さて、若林はまた新たな試練を目の前にしていた。
「――ワカバヤシ、どういうことか、説明してもらおうか」
「いや、落ち着け、シュナイダー」
試合中以外ではめったに見せない青白い炎を背に、シュナイダーが迫る。それだけでも迫
力があるのに、タキシードで正装し、なおかつここはケルンの一流ホテルのロビーだった。

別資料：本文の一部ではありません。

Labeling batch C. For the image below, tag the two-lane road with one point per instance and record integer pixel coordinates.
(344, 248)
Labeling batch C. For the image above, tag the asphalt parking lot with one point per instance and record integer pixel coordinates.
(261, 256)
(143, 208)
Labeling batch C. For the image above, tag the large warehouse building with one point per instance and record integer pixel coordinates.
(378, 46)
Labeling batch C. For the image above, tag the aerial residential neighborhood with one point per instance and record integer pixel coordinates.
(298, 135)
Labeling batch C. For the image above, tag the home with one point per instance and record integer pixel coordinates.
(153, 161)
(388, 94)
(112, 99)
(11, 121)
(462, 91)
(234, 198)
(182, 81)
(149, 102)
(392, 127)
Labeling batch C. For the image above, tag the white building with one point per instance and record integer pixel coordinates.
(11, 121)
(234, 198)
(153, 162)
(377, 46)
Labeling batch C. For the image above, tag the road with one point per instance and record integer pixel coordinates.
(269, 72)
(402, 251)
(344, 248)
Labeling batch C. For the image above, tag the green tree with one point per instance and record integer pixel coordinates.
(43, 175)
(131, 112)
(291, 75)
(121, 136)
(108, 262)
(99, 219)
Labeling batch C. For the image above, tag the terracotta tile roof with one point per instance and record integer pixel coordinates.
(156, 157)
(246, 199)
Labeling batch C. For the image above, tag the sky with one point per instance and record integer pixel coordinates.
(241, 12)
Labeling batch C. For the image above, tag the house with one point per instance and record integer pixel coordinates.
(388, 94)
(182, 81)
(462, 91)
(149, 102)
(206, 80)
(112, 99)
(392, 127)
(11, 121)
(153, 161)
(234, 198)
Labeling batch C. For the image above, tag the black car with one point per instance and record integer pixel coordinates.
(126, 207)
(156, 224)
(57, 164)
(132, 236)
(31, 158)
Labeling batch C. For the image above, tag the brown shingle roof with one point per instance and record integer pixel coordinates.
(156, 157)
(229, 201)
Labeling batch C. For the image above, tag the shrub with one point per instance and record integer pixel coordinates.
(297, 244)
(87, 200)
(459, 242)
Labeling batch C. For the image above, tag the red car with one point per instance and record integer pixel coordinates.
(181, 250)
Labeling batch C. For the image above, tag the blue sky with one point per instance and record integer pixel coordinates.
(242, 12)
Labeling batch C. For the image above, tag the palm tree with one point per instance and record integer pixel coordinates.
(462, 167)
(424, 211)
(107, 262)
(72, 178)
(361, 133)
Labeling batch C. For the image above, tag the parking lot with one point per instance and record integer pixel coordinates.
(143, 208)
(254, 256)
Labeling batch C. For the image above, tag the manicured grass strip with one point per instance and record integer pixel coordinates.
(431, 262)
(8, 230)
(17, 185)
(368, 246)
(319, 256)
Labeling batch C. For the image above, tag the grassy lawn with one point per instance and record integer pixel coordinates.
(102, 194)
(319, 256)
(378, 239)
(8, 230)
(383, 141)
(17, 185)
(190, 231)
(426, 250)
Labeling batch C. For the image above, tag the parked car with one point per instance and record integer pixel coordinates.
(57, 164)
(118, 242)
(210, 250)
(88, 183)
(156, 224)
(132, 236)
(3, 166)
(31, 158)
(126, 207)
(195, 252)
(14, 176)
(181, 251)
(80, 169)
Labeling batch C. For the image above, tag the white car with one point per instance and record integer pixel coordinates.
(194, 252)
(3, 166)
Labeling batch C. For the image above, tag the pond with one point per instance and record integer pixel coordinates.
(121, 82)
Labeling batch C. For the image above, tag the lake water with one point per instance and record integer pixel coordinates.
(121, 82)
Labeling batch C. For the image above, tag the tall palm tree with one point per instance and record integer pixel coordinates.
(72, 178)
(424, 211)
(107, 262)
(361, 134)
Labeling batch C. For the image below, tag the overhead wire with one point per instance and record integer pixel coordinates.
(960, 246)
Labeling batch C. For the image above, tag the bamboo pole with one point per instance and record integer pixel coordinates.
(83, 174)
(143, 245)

「マリーは無事に学校に戻ったんだし、もう細かいことはいいじゃないか。な?」
「無事だと?」
またぐいっとシュナイダーが顔を近づける。自分も正装した姿で、若林は周囲の好奇の目
にも耐えなければならなかった。どうしたところで、本国での知名度は高い彼らなのだ。
「あの家出は、友人のためにその恋人を奪還するためだった――おまえはそう言ったな」
「ああ、そうとも」
若林はちらりと背後を気にしながらまた一歩後ずさった。これ以上は下がれない。もうそ
こは壁際で、豪華なドレープのカーテンがあるだけなのだ。
「なら、なんであんな話が広まっているんだ。マリーはおまえ恋しさに家出して日本の合宿
所に押しかけた、なんて!」
「へ、変だなあ、俺は第一あの時はハンブルクにいたし、合宿所になんていなかったぞ」
「ワカバヤシ……」
シュナイダーの目にまたギラリと鋭い光が閃いたその時、若林の救いの神が現われた。翼
である。
「若林くん、何してるの、もうレセプション始まってるよ。ああ、シュナイダーも早く」
今朝ブラジルから大西洋を斜めに渡って来たばかりとは思えない元気さで手を振り回して
いる。さすがのシュナイダーも停戦に応じるしかなくなった。
「ねえ、若林くん、聞いた? 森崎だけ奥さん同伴なんだよ。少し遅れて来るんだって言っ
てたけど、俺、一度も会ったことないから楽しみだなあ」
「そ、そうか? 俺は春に会ってるからな…」
少しばかり不吉な予感が若林の胸に湧き始めていた。
「ボクも、楽しみだな」
「わあ、岬くん!」
レセプション会場の入り口で、翼の来るのを待っていた岬がにこにこと話に加わる。ちな
みに、日本メンバーは若干の例外を除いて、お揃いのブレザー姿だった。アウェーだからこ
んなもんだね。
「ボクもあの時はすっごい迷惑を受けたんだもんね。この間ちらっと見ただけだから、ちゃ
んと会っておきたいんだ」
ついでに文句も言うつもりかもしれないが、いくら岬でもあの奥さん相手では無理だろう
な、と若林はこっそりと考えた。
『おい、聞こえるか』
その時、若林の頭の中に不機嫌な声が聞こえてきた。
『俺は帰る。後は任せるからな。森崎をせいぜい守ってやるんだな』
『若島津! どうしたんだ、おまえ、さっきまでいたじゃないか』
『しづ姉が来るなんて聞いていなかったぞ。俺はこれ以上巻き込まれるのはお断りだ。あの
時だって…』
マリーとベルンハルトに同乗して駅までやって来た若島津は、しかしそこで待ち受けてい
た最後の追跡者たちとずいぶん派手にやりあってしまった。一般人相手につい本気になりそ
うになった…と、若島津は後でかなり落ち込んだのだ。
『あれはおまえのせいじゃないだろう、おまえを花嫁と勘違いなんかした連中が悪いんだか
ら』
『――言うな!』
もし、本当にそうだったら、ありえない三角関係の駆け落ちである。気がつかないほうが
悪いとも言えるし、よりによって若島津の一番触れられたくない部分に――つまりは逆鱗に
触れてしまったのが不運だったとも言える。
『とにかく俺は今度こそ自分のための予知をしたんだ。絶対に帰る!』
ぶちっ、と音さえ出そうな剣幕で若島津の言葉はそれきり途絶えてしまった。